Was zum Teufel ist bei euch los?
Seid ihr in Sicherheit? Geht es euch gut?
Wir denken an euch.
Was war los? Es war genau das passiert, was wir spätestens seit der Wahl befürchteten, was viele schon sehr viel länger vorausgesagt hatten. Präsident Trump würde nicht gelassen in die gute Nacht gehen, wie das Gedicht nahelegte. Nein, er würde toben wie ein zweijähriges Kind, allerdings mit weitreichenderen Konsequenzen. Wer je ein Zweijähriges betreut hat, weiss, dass ein Tobsuchtsanfall ein recht wirkungsvolles Machtmittel sein kann.
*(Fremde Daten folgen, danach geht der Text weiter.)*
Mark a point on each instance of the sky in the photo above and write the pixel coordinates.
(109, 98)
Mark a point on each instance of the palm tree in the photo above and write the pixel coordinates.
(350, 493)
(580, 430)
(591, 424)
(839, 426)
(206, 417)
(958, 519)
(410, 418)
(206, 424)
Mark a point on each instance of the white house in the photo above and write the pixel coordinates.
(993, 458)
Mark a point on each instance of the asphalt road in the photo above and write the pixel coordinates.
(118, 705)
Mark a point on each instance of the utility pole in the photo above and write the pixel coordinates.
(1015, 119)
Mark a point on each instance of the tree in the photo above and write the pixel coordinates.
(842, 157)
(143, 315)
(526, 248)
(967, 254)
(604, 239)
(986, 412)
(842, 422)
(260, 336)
Die Galette gelang trotzdem. Wir setzten ihr die Krone auf und fuhren über zwei Brücken zu unseren Freunden, einem älteren Akademikerpaar, das Ende der Sechzigerjahre ein paar Monate lang in Zürich gelebt hatte. Dort mussten sie der Vermieterin ihres möblierten Zimmers ständig ihre Heiratsurkunde vorzeigen. Das erzählten sie mir jedes Mal, wenn ich sie sah. Es war eine Momentaufnahme, dachte ich dann immer. Ein subjektiver Eindruck, wahr und auch nicht wahr. Oder wenigstens nicht die ganze Wahrheit. Was würde ich über Amerika erzählen, fragte ich mich. Über diesen Moment.
Auf der Fahrt blieben wir zweimal im Verkehr stecken. War das einfach die immer früher einsetzende Rushhour oder eine Reaktion auf die Ereignisse? Überhaupt, was passierte normalerweise nach einem Putschversuch? Ausgangssperre, Hamsterkäufe, Unsicherheit und Panik? Das alles war ja bereits normal.
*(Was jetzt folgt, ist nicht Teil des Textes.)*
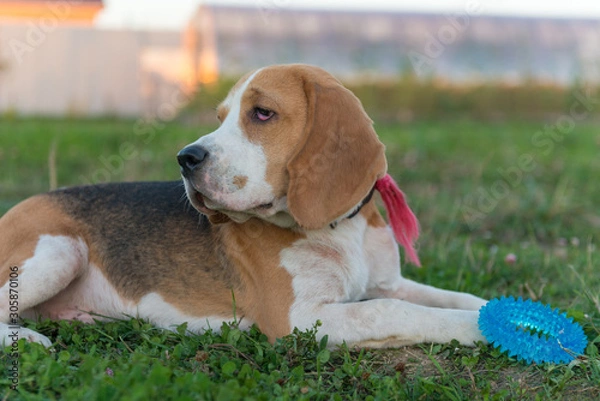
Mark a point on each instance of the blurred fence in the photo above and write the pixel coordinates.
(84, 71)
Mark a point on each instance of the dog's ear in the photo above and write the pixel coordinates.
(339, 159)
(218, 218)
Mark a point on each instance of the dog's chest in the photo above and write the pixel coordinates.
(331, 263)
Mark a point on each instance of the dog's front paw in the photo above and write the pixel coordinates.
(9, 336)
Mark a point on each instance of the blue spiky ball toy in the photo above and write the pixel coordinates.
(531, 331)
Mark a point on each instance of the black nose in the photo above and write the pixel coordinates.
(191, 157)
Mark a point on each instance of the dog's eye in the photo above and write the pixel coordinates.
(262, 114)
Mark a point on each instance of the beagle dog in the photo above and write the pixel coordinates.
(281, 232)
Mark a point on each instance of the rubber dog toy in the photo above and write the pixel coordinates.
(531, 331)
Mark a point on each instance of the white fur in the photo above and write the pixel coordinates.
(56, 261)
(159, 312)
(58, 282)
(337, 273)
(231, 154)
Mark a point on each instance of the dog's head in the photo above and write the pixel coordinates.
(294, 148)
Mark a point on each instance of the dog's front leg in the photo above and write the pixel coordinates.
(385, 280)
(390, 323)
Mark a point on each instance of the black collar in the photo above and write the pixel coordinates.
(360, 206)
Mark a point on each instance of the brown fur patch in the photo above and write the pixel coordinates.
(266, 294)
(320, 144)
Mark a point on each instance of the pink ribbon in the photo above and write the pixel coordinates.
(402, 219)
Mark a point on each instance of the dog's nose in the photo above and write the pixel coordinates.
(191, 157)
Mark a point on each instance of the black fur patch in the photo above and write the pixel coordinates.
(143, 231)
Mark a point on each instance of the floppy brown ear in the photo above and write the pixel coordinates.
(339, 161)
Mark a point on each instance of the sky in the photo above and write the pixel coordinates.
(174, 14)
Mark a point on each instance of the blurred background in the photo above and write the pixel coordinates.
(405, 59)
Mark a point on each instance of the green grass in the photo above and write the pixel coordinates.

Unsere Freunde reagierten gelassener als wir. Vielleicht war das ihrem Alter zuzuschreiben. Oder der Tatsache, dass sie sich als Amerikaner in Amerika sicherer fühlten als wir. «Das ist sein Ende», sagten sie. «Klarer hätte er es nicht machen können.» Der Fernseher lief im Hintergrund weiter, wie es hier durchaus üblich ist. Immerhin hatten sie den Ton ausgeschaltet. Trotzdem musste ich immer wieder hinschauen, versuchen, die Bilder zusammenzusetzen, mit den Tickerzeilen zu verknüpfen. Wir schnitten den Kuchen an und redeten darüber, was wir tun würden, wenn wir wirklich König wären, König von allem, wenn die Papierkrone echte Macht verliehe. Doch wir assen fast den ganzen Kuchen auf, ohne dass jemand auf die Bohne biss. Die Krone blieb zusammengefaltet auf dem Tisch liegen. Niemand ist König, niemand regiert.